Bagley, Desmond. The Snow Tiger. House of Strauss: London. 2000. (First printed in 1975).

After the fiascoed reading of the previous book, I tried to go around a little more carefully to
select my book. Desmond Bagley...a vivid picture of a book with an airman in flapping cap came to my mind, though I had forgotten the name. I decided to go in for the book 'The Snow Tiger' and am I glad!
The simple storyline...alternating between a Commission enquiring into an avalanche and the role of a mining company there...the good at heart Ballard, the snow expert Macgill and the town's characters were an enjoyable ensemble. An avalanche is sommething that I've only seen in a National Geographic telecast and now what goes on when the avalanche is peopled is something that I've never seen or read anywhere. I enjoyed the simple lines of the story though there were plenty of opportunities to dramatise it and Bagley did not. The story was entirely credible although to most readers like me, the setting and ambience are of another country, another clime and another people.
Bagley, you charmed me. Thank you.
( Bagley, born in 1923, wrote for two decades and his novels won great acclaim as good adventure novels).

Last Man Standing

David Baladacci.

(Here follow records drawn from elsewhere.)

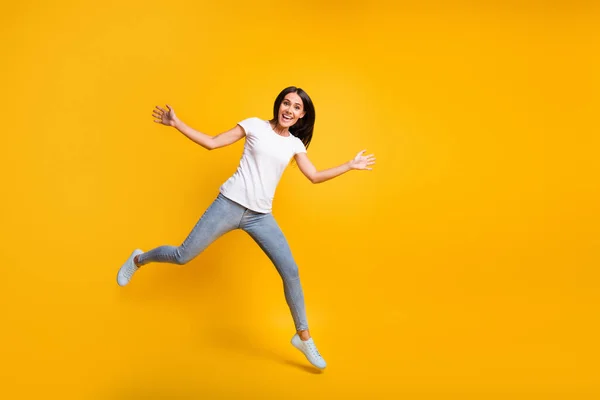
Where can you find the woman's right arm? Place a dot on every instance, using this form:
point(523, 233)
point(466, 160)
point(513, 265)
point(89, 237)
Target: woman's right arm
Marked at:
point(208, 142)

Last Man Standing

David Baladacci is no doubt a good story teller...but, the slow, painstaking unravelling of a mystery by a policeman who finds himself being the only one who has escaped from an ambush by a group of druglords made unbelievable reading. All right, my understanding of the underworld is limited to my reads about their devious plans etc, but honestly, the scenario here was totally so very cinematic, like a 70s Bollywood and Tollywood movie of a gangster's den doing unbelievable acts of torture and revenge. It appeared as if there Baladacci intended his story for effect rather than for authenticity. Gwen, her farm, her husband, their trusted secretary, the kidnapping for revenge...all carried the sense of boredom that comes with an unconvincing setting. Not impressed at all.